Brad and I have slowly but surely been getting to know Tallahassee and all that it has to offer. And one of our favorite discoveries is a little place called Lake Ella. It has become a bit of an oasis for us after each busy week. There is typically a gentle breeze. A couple of fountains are flowing in the center of the lake, creating a calming mist and relaxing sound. There are big, beautiful oak trees that provide plenty of shade and cast interesting shadows near the water. There are seemingly millions of ducks and geese (as well as a pigeon that thinks he is a duck…seriously, it’s the cutest). Each Friday morning, we wake up and take the dog and stroll around the lake a couple of times. We stop at The Black Dog for coffee. We talk about our week, and what we’re looking forward to for the weekend. Really, it’s just a time for us to breathe and to be refreshed. We’re thankful for it, that’s for sure.

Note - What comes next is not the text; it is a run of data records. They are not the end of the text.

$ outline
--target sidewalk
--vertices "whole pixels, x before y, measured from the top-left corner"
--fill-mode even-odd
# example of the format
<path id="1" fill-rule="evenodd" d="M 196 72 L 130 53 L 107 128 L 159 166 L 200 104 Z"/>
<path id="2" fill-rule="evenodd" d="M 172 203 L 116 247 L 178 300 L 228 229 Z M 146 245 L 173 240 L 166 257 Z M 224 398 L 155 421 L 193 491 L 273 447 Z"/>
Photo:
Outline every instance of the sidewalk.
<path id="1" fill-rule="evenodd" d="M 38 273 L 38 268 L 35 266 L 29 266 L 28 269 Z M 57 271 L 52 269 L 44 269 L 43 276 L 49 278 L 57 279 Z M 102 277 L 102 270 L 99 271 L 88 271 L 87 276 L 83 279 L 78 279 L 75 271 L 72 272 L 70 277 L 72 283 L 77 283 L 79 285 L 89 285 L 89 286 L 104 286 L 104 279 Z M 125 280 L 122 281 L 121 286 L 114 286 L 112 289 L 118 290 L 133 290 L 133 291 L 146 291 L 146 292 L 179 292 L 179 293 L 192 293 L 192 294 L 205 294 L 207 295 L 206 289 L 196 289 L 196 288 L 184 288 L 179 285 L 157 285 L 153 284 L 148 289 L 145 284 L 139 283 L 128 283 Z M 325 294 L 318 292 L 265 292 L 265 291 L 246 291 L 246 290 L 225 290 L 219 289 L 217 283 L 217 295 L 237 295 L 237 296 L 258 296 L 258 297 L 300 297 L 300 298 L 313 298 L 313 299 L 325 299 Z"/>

A couple of Fridays ago, as we were strolling along, we noticed that there was an unfamiliar, dirty-looking film on the top of the water. We didn’t remember the lake ever looking like that, and we were trying to figure out what was different, or what might have caused that film to appear. What we soon realized was that the fountains that are usually bursting with life were still turned off after the mass power outage around the city. The water was stagnant. There was no movement. There was no life. Lake Ella had turned into a body of water that was dying, that was starting to rot. It definitely did not look like something we would have wanted to dive into or be refreshed by. It was rather unappealing, to say the least.
In their absence, I realized the importance and the need for the fountains.
Fountains create movement.
Fountains bring air and life and breath.
They refresh. They revive. They renew.
Fountains are important for our faith, too. It’s so easy for our faith to become like that lifeless water – stagnant, boring, routine. It becomes okay to just go through the motions. An icky film slowly starts to develop and it suffocates our faith, so that it’s something we have no desire to dive into, to explore, to cultivate.
“How precious is your steadfast love, O God! All people may take refuge in the shadow of your wings. They feast on the abundance of your house, and you give them drink from the river of your delights.
For with you is the fountain of life; in your light we see light.”
I’m finding that it is so important to identify my fountains – to name them. For me, Lake Ella is a fountain - it’s a place for me to breathe deep and slow down. Authentic relationships are a fountain – they are a reminder that I’m not alone is this crazy thing called life. Writing is a fountain – it allows me to think and reflect and process things. Speaking is a fountain – it’s when I feel most passionate about what I believe. Scripture and prayer are fountains – they reveal a little bit more about who God is and help me feel close.
What are your fountains? What creates life and movement in your faith? What connects you to the abundant life Christ intended for us?